Understanding Backdoor Roth IRA ConversionsSubmitted by Durbin Bennett on October 15th, 2019
By Shelby Clements, CPA, CFP®
With several individual retirement account (IRA) options available to investors, it’s important to understand how each IRA works and which is most appropriate for you. In this piece, we’re going to dive into the Backdoor Roth IRA conversion.
Roth IRA Basics
The key distinction with a Backdoor Roth IRA is that it has been converted from a traditional IRA to a Roth IRA. Investors are primarily interested in Roth IRAs because they allow money to grow and be withdrawn tax free, as long as the withdrawals occur after you have held the Roth IRA for at least five years and have reached age 59.5. In addition, Roth IRAs do not have annual Required Minimum Distributions, as defined by the IRS. This means you are not mandated to make annual withdrawals from a Roth IRA after you reach age 70.5, which are required with a traditional IRA.
Because individuals whose income is above a certain threshold cannot contribute to a Roth IRA, Backdoor Roth IRAs are becoming increasingly attractive to higher earners who want to obtain the benefits of the Roth investment vehicle. If you make more than $122,000 annually as a single, individual tax filer, you cannot contribute to a Roth IRA through normal means. Married couples making more than $193,000 annually are also not allowed to contribute to a Roth IRA.
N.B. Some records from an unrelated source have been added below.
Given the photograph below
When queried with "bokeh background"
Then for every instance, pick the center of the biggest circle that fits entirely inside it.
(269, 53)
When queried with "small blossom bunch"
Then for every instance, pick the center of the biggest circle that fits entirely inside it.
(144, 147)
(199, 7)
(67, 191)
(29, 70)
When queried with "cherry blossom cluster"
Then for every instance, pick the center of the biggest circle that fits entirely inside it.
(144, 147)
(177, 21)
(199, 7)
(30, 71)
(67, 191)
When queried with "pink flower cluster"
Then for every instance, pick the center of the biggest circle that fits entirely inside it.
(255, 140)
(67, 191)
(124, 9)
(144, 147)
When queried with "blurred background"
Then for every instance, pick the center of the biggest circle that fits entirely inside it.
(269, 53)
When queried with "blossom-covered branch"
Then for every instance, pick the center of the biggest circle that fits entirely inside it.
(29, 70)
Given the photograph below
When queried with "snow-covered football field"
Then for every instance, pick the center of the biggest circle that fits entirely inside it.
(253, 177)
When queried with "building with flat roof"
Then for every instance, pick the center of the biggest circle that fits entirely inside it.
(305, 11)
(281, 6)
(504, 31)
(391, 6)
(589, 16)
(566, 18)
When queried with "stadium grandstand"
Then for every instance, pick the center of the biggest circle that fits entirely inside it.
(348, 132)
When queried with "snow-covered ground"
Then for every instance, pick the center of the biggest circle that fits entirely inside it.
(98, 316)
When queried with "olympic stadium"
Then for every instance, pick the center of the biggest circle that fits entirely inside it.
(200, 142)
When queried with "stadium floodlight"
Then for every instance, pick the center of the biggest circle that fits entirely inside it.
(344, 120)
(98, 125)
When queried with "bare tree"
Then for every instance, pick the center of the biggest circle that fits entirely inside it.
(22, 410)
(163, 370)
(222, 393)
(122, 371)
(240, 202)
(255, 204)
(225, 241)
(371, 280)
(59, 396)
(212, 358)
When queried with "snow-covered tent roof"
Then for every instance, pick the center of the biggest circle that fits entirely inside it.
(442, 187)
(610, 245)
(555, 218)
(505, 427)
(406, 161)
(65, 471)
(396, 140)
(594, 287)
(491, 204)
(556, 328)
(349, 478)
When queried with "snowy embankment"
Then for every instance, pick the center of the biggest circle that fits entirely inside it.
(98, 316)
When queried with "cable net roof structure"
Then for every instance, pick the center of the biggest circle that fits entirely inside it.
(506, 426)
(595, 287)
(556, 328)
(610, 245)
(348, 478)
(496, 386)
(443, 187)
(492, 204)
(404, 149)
Setting Up A Backdoor Roth IRA
If you already have a traditional IRA or are looking to set up a traditional IRA, it is simple to convert to a Roth IRA. Once the traditional IRA is set up, it can be funded with non-deductible contributions and the conversion can occur shortly after.
Be advised that you will be responsible for paying taxes on the conversion. Nerdwallet has a helpful guide which walks you through the simple steps of a Backdoor Roth conversion. Since only post-tax dollars can be contributed to a Roth IRA, any tax deductions previously claimed on traditional IRA contributions must be repaid during the Backdoor Roth conversion.
Things To Watch Out For
When paying taxes on the conversion, it’s prudent to not use funds within the IRA itself. This would be considered a withdrawal from a Roth IRA. Withdrawals made during the five year waiting period and before age 59.5 are subject to a 10% early withdrawal penalty. It’s also important to understand the return you need to achieve and the time horizon necessary to achieve it in order to cover the taxes paid during the conversion.
The IRS has a pro-rata rule which dictates the proportion of pre- and post-tax contributions that apply to the IRA funds you convert. For example, in your traditional IRA account you may have 80% of the funds designated as pre-tax, while the other 20% are post-tax. The IRS will not allow you to only convert the post-tax funds, thus, avoiding paying back the tax deduction received for the pre-tax contributions. Instead, the IRS applies the proportion of pre- and post-tax contributions within the total traditional IRA account to the Roth conversion amount. In this Morningstar article, there are several tips for avoiding common mistakes made during a Backdoor Roth IRA conversion.
There are income tax risks to consider as well. Funds converted from a traditional IRA to a Roth IRA will be considered taxable income in the year of conversion. Therefore, it’s important to review the implications of a conversion with a tax advisor to understand if a conversion will bump you into a higher tax bracket.
Is The Backdoor Roth IRA Conversion Right For Me?
For high earners a Backdoor Roth can be a beneficial investment vehicle that allows their money to grow tax-free. However, there are plenty of risks to keep in mind. In any complex investment or retirement decision, it is prudent to talk to your financial advisor to see which planning strategy is right for you.